Constant buffers are now fully supported, so if you write cbuffer Foo in HLSL, you get the data that you declared previously as shared_params Foo in your Ogre material script.

GL3Plus

Atomic buffers are no longer supported. They were only partially implemented, while being cumbersome to use and adding overhead to the core loop. SSBOs offer the same functionality, while proving a convenient API.

Separate shader objects are now used by default, if available. This enables an improved shader parser using the GL introspection API and allows mixing GLSL and SPIRV shaders.

D3D9

The Option "Multi device memory hint" was renamed to "Auto hardware buffer management" as it is generally enables memory recovery on device loss.

Since 13.2.1 there is support for PF_DEPTH16 textures, which can be part of a MRT too.
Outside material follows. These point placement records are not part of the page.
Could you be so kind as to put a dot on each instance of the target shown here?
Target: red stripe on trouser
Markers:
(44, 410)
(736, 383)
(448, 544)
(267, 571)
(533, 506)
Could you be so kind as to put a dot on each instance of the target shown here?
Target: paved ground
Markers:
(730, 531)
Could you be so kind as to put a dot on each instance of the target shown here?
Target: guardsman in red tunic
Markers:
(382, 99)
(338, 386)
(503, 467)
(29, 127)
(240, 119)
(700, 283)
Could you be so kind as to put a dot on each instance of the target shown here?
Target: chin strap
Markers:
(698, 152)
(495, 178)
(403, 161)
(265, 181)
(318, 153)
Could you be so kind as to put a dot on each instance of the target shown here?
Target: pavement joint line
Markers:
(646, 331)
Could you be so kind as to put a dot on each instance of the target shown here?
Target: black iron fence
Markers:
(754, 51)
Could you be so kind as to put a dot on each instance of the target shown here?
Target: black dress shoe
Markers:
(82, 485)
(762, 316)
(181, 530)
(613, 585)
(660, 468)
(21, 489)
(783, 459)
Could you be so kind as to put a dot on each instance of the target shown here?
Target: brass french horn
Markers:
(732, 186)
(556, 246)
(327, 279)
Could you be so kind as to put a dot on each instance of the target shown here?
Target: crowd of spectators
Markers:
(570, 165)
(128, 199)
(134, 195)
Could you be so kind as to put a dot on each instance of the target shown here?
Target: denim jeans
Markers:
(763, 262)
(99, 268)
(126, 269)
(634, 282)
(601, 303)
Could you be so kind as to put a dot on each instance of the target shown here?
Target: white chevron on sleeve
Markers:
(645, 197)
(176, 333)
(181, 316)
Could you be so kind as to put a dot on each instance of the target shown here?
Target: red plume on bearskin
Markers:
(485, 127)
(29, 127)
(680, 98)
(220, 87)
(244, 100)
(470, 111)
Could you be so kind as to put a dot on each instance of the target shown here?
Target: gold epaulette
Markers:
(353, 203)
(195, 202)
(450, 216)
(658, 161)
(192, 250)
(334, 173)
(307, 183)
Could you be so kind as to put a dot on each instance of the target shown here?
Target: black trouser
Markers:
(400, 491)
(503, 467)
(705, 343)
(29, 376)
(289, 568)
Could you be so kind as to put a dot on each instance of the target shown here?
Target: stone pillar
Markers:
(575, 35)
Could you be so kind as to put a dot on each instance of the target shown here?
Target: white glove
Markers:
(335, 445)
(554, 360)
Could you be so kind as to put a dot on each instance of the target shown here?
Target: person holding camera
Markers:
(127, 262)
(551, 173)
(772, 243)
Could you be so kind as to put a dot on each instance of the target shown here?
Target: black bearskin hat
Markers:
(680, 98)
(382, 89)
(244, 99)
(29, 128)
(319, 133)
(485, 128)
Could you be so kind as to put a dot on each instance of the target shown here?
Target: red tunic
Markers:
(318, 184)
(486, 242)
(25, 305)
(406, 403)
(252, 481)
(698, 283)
Since 13.3, the first 4 textures are shared between vertex and fragment programs. Explicitly stating BindingType for vertex textures fetch is no longer needed.

Vulkan (since 13.2)

The RenderSystem does not yet support all of Ogre features, but many common use-cases are already covered. There are two caveats though:

  1. Buffer updates: Ogre does not try to hide the asynchronicity of Vulkan from the user and rather lets you run into rendering glitches. The solution here is to either implement triple-buffering yourself or discard the buffer contents on update (HBL_DISCARD), which will give you new memory on Vulkan.
  2. Rendering interruption: Closely related to the above is rendering interruption. This means that after the first Renderable was submitted for the current frame, you decide to load another Texture or update a buffer. Typically, it is possible to schedule your buffer updates before rendering kicks off. Additionally, this improves performance on tile-based hardware (mobile).

GLSLang Plugin

This new Plugin enables Ogre to automatically compile GLSL shaders to SPIRV that in turn will be loaded by GL3+. This means you can now easily use the Khronos reference compiler instead of what your driver would do - similar to how things work on D3D11.

HLMS

The component was removed. The RTSS or just plain shaders in Ogre materials are a better way forward.